One helpful investigation in doubtful cases is flow cytometry to characterise the immunophenotype of the blast cell population. Blast cells in TAM have been shown to express early myeloid (CD34, CD33), megakaryocyte (CD41, CD61) and erythroid (CD235a, glycophorin A) antigens and may express CD7 (a T‐cell antigen). Cytochemical stains can also be used to characterise the blast cells (they stain positive for acid phosphatases and non‐specific esterase and negative for myeloperoxidase, Sudan black, chloroacetate esterase and period acid–Schiff) but this test is rarely used in clinical practice now. Diagnostic difficulty is common in infants with phenotypically normal mosaic Down syndrome in which the only clue to the diagnosis is a blood film picture typical of TAM. Therefore any infant with blood film abnormalities suggestive of TAM should have cytogenetic analysis to look for trisomy 21. The bone marrow findings mirror those in blood, and add little where the diagnosis is indicated by clinical findings and examination of the blood.
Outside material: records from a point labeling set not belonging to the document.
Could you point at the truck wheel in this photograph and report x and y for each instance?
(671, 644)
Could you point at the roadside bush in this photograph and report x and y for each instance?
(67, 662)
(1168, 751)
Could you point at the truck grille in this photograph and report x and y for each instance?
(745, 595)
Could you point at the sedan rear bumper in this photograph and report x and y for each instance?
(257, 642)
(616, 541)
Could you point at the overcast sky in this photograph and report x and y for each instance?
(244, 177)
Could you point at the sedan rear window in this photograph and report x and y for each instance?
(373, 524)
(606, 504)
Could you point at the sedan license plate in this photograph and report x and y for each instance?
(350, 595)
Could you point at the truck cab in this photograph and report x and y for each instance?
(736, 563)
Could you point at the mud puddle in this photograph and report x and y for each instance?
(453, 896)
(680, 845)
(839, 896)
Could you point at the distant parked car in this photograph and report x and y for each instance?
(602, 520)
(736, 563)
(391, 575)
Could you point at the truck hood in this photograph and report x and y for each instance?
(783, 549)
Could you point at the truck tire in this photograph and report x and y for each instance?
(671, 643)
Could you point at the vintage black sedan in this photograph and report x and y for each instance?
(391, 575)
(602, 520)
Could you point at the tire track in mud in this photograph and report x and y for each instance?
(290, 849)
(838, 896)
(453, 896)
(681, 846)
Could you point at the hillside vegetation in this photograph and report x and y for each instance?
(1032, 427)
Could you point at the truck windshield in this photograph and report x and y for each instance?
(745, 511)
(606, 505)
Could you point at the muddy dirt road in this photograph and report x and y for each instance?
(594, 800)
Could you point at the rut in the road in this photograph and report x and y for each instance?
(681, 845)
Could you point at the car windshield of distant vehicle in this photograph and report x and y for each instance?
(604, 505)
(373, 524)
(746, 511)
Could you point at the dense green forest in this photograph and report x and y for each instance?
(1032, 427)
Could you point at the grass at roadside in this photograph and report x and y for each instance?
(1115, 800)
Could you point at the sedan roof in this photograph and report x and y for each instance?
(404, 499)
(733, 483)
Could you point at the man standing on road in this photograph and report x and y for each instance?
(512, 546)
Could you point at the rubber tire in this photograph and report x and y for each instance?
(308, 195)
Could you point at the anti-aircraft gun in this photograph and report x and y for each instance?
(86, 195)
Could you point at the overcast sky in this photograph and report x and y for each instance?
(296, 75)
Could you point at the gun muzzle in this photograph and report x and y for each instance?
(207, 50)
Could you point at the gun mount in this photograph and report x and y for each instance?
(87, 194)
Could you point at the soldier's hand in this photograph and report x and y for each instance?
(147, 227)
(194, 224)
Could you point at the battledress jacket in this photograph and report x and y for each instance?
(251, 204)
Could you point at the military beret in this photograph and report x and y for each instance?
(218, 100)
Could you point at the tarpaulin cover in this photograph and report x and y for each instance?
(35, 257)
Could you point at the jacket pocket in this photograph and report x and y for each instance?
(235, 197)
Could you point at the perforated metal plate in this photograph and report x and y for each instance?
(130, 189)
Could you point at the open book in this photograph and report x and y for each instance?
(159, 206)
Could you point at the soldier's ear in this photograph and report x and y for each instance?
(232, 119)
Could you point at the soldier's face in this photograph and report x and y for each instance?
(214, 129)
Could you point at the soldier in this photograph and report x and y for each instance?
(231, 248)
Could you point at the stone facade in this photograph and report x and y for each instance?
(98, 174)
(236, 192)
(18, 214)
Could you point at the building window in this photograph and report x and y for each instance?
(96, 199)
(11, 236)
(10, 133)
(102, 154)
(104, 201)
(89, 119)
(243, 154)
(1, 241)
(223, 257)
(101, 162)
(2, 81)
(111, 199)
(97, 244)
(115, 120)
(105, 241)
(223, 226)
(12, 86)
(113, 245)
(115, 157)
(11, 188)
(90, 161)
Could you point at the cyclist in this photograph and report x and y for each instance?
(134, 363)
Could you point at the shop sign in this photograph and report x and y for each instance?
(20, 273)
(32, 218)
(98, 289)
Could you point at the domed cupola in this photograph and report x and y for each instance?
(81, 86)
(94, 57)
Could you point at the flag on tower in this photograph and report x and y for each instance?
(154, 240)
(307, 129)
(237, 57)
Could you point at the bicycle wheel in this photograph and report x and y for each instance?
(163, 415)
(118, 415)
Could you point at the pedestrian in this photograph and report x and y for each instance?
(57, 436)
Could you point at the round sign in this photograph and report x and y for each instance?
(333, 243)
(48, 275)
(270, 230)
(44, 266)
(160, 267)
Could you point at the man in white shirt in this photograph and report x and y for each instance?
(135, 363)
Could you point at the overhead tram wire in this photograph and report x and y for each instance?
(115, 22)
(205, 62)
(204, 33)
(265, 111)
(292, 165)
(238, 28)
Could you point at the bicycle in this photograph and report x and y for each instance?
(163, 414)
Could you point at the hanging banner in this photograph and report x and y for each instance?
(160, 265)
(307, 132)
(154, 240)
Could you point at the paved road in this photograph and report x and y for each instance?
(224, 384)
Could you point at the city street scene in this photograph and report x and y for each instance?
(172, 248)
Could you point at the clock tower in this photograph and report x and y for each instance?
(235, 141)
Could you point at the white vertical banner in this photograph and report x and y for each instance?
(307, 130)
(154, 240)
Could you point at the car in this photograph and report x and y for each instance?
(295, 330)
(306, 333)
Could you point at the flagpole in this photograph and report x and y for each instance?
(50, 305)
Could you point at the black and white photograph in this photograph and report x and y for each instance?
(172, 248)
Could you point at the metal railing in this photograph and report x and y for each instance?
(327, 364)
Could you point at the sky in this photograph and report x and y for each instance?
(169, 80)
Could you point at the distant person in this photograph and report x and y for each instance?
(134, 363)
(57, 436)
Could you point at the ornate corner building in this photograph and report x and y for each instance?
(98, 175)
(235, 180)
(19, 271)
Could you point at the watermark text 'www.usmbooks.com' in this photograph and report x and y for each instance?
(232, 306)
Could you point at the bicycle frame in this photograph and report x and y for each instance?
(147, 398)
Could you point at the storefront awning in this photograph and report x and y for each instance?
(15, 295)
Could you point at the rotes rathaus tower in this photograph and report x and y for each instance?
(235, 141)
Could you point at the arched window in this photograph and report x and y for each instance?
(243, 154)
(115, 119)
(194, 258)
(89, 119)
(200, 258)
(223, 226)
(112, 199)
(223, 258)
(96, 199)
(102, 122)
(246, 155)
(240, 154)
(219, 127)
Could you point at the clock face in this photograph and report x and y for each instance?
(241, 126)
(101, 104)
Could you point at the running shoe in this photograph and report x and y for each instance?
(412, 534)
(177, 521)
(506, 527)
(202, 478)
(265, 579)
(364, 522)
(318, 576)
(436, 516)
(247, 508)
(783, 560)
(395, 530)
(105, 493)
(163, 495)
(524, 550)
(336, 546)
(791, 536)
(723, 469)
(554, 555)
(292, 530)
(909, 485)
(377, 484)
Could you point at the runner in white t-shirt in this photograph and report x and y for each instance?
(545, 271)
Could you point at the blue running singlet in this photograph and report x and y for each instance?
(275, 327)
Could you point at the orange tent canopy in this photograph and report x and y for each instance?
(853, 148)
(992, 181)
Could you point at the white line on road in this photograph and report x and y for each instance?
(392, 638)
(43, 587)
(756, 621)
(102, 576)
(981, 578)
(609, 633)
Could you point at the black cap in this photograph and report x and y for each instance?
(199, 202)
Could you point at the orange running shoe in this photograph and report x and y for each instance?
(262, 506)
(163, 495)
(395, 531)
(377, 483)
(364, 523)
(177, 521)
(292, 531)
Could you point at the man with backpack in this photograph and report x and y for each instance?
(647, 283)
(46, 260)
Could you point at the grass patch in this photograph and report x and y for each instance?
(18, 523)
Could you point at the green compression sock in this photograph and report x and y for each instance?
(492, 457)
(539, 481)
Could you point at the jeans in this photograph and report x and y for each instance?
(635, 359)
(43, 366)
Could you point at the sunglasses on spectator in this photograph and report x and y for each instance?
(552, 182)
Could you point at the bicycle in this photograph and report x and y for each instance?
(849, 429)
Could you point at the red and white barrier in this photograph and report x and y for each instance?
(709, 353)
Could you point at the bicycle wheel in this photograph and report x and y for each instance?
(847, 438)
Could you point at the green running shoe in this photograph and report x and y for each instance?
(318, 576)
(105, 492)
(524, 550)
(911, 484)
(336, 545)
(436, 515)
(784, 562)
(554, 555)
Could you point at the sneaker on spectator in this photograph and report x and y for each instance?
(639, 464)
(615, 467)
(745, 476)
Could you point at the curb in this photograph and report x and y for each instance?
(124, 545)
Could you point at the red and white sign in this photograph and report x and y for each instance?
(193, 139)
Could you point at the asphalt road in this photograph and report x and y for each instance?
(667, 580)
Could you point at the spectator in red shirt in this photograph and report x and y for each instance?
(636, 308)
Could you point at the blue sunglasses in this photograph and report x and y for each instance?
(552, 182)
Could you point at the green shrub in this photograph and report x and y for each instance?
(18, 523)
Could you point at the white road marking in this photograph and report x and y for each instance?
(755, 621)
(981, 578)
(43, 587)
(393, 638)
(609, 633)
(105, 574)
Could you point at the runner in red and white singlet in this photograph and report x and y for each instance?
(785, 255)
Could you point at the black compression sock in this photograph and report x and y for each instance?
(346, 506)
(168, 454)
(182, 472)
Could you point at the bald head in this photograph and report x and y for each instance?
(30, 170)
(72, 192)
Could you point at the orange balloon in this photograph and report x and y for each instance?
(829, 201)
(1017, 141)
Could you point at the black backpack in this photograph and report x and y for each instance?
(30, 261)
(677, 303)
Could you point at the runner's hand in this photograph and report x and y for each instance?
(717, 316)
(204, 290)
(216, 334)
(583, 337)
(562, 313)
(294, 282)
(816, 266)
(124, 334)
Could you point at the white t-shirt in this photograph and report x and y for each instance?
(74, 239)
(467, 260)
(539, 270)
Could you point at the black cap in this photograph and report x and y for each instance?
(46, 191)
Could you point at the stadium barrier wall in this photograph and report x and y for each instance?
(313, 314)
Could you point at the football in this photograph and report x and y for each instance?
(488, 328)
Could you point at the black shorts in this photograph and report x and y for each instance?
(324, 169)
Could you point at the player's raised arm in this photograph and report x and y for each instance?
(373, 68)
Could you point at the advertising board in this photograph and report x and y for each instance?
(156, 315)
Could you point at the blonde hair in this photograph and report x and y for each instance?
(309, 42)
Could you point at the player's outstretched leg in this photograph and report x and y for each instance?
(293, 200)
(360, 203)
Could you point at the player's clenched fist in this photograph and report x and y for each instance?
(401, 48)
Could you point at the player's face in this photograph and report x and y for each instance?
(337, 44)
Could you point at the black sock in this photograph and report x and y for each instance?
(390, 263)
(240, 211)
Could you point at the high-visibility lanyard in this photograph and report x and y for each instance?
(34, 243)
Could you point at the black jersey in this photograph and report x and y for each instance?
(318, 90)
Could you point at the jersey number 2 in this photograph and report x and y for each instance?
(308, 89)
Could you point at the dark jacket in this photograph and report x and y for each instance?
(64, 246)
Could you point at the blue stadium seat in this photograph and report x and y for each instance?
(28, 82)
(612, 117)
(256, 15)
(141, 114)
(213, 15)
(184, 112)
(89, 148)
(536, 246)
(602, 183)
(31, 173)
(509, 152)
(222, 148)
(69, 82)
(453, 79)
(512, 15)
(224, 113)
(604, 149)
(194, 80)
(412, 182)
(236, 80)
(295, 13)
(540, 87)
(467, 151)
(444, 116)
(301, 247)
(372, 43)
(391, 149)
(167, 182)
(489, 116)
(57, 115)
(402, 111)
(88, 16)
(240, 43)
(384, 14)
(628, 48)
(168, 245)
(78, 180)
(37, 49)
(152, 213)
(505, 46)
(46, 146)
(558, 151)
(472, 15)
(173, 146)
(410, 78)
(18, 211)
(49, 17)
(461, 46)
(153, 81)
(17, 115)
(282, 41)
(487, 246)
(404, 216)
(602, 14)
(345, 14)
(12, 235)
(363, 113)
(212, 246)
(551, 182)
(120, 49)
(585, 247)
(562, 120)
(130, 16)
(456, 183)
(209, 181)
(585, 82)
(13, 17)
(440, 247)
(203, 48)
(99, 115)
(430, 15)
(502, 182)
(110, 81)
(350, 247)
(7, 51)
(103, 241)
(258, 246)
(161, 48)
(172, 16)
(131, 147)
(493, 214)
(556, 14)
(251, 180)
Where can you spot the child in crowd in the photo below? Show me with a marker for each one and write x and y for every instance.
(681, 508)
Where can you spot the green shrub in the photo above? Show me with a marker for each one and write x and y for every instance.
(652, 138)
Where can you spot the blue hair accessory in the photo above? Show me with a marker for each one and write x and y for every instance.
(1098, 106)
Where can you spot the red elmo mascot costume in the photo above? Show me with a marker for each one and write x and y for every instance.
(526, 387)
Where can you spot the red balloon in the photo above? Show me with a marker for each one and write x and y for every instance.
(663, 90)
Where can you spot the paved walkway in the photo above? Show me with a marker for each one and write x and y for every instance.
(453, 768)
Most children with TAM only need observation as the clinical and laboratory abnormalities spontaneously resolve within 3 months after birth. However, symptomatic babies, especially those with high blast counts or liver dysfunction may benefit from low‐dose cytosine arabinoside (10–20 mg/m2
/day for up to 7 days). As TAM blasts are highly sensitive to cytarabine, there is generally a rapid response. Severe liver disease, with fibrosis due to the production of megakaryocyte‐derived growth factor from blast cells, has a poor prognosis and may not respond to treatment. Despite resolution in most cases of TAM, up to 20% of infants who present to haematology centres still die of disease.8
Although 10% of neonates with Down syndrome are said to develop TAM and 10% of fetuses with Down syndrome die in utero, possibly due to TAM, the true incidence of TAM is unknown. Neonates with more subtle presentations of TAM probably escape notice as blood counts and smears are not routinely performed on all neonates with Down syndrome. To date, there have been retrospective studies1
and one small prospective study from a specialised paediatric unit (and not representative of the Down syndrome population as a whole)15
documenting blood cell abnormalities at birth. Thus, there is a need for a prospective study on a large population of unselected newborns with Down syndrome documenting full blood counts and blood films. Such studies are ongoing in the UK, USA, Ireland and Europe. The UK study, coordinated by Oxford and York, is currently recruiting centres. Further information about this study is available from the corresponding authors. Until data are available from these studies we recommend taking full blood counts and blood films in all neonates with Down syndrome.